BTW, note that with SpamAssassin, fewer and larger rules require less CPU time to run, but reduce the likelihood of multiple matches if there are multiple spammy phrases in an email - max one match per rule. this is why the scripts are configured to generate max of 500-character rule lines, when SA can easily handle 5000 or more characters per line. also, shorter lines are easier to read when debugging problems, and each rule is generated with a unique identifier so I can see which rules are matching for each msg
Use CRIU (Checkpoint Restore in Userspace) to checkpoint a hot version of grep that has been started and given a couple seconds to load in the dictionary and build it's pattern matcher and is thus just awaiting stdin (which you haven't given it). Restore a fresh instance for every new email, and pass the new email into the just-opened stdin for that restored, hot, waiting to go instance.
Instead of launching a fresh grep and initializing it with your corpus, this will create a grep that you can online which will be ready to go, awaiting input.
Ma-fucking-gic.
Traditionally one could achieve this effect by forking child workers, but that's a fucking huge pain in the ass as far as program design goes, making things really complicated- instead of a single program doing a single thing, it couples many uses of a program into a single programs lifestyle.

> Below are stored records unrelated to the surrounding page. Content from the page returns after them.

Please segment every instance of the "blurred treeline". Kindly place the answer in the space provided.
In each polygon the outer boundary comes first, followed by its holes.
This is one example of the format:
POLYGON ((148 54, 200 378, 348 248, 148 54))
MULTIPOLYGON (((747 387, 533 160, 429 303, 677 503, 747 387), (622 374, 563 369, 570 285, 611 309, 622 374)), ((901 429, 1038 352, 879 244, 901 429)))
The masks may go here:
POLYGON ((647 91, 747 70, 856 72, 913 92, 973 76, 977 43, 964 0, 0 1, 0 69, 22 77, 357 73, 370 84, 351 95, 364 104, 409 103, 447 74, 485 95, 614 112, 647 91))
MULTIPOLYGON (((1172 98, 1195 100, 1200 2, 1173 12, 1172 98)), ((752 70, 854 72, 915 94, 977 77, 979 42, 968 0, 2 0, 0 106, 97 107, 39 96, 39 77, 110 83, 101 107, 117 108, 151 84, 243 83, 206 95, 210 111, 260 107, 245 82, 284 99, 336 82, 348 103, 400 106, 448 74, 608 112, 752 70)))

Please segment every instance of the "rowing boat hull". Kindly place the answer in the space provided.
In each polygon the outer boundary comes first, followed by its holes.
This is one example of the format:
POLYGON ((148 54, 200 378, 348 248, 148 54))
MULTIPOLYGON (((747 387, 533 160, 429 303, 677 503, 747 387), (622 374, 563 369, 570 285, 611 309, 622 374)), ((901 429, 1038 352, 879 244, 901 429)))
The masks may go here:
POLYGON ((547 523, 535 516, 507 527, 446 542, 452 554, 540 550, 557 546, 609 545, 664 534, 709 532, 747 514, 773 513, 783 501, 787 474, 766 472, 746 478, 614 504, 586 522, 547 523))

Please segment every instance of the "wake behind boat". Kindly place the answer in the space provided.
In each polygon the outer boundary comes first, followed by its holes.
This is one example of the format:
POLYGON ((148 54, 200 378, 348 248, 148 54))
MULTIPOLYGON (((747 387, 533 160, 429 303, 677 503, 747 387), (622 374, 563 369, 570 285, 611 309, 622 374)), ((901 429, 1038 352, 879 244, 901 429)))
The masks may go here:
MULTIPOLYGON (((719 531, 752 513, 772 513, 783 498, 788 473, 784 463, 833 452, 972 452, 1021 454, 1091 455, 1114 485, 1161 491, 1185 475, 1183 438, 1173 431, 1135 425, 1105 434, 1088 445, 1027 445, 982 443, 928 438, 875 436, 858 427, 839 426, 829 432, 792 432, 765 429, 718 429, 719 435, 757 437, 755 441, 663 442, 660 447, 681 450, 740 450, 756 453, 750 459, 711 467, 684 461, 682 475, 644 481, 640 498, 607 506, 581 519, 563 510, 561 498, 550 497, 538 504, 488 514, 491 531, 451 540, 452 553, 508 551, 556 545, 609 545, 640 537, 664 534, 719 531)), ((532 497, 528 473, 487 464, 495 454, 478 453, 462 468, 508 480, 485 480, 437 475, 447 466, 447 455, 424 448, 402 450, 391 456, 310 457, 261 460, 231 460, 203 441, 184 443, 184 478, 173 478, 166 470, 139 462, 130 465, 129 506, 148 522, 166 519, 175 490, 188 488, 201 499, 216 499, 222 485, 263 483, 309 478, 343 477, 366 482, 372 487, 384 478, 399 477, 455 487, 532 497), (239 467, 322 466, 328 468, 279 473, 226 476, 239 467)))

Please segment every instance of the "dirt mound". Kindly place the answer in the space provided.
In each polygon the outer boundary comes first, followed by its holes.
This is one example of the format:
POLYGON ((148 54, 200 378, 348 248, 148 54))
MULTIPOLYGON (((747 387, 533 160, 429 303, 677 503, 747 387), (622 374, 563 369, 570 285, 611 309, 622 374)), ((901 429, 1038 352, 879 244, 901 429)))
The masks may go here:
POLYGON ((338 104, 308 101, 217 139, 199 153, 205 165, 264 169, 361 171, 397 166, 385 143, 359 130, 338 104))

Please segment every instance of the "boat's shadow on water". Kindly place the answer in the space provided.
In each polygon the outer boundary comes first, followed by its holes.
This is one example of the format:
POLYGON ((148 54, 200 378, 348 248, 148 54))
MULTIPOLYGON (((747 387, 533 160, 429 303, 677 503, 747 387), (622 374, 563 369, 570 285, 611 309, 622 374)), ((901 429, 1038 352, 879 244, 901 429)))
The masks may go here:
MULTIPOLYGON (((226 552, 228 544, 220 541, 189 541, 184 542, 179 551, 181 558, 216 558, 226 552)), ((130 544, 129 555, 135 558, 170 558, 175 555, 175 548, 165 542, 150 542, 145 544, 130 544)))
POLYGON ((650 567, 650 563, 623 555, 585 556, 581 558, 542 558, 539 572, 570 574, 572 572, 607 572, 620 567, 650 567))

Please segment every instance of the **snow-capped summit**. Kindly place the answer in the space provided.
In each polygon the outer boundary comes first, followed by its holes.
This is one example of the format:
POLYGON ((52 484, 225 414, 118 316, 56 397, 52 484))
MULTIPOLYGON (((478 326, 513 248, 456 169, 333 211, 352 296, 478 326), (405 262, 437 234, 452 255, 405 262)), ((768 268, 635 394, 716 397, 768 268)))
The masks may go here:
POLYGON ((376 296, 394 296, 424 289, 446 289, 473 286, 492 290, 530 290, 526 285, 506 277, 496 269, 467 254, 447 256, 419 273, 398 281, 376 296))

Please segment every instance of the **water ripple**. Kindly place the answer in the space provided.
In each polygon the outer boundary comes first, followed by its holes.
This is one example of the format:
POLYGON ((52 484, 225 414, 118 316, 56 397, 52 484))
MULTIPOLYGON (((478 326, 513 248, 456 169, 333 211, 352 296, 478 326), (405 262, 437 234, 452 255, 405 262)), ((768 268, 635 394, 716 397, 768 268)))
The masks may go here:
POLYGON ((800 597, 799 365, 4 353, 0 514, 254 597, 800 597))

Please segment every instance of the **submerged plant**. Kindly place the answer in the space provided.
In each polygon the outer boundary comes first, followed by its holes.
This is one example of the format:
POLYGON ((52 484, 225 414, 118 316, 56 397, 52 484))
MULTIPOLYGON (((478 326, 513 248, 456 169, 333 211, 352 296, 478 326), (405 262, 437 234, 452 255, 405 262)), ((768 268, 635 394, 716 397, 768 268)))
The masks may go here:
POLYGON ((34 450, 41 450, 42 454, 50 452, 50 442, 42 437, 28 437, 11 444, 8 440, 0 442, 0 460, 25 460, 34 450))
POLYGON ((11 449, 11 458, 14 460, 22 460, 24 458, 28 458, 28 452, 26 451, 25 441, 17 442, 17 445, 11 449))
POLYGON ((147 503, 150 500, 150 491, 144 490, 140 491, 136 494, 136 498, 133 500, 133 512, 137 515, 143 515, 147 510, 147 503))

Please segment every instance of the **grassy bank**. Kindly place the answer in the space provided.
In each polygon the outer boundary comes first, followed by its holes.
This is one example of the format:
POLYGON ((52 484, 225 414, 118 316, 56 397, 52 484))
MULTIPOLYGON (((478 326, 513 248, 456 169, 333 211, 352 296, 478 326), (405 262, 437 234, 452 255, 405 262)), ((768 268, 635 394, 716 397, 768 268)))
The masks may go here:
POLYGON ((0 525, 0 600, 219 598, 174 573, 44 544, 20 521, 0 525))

Daemonized apps require system level management and have to be running. Service apps require complex interfaces to handle the different servicings they are performing. Decouple concerns (stay unix'y: stdin->program->stdout), and CRIU the bitch. Just use a hot program, rather than a cold one.
If the problem persists: fuck grep, it's pattern matching is rubbish and it's worthless. Please let us know. You might also consider 'head' 'ing the first 64k or some such of your email to avoid pattern matching the entire doc.
It's possible to use a hottened egrep by booting up one egrep, checkpointing it, then restoring that checkpoint again and again whenever you need an instance.
http://ask.slashdot.org/comments.pl?sid=4150171&cid=44759217
The problem is not using egrep, the problem is not using an existing already launched copy of egrep. Which, you CAN do. And I'd even recommend doing so, because it's manageable and uses sane well known and unfancy tools that are decoupled from each other.
Thanks for writing GIT. So many in this thread immediately jump into alternative options without discussing what's really at the heart of this problem. Grep is fine software and is known to do it's job well. As you say, the problem is simply that grep has startup costs, but those can be near totally ameliorated out.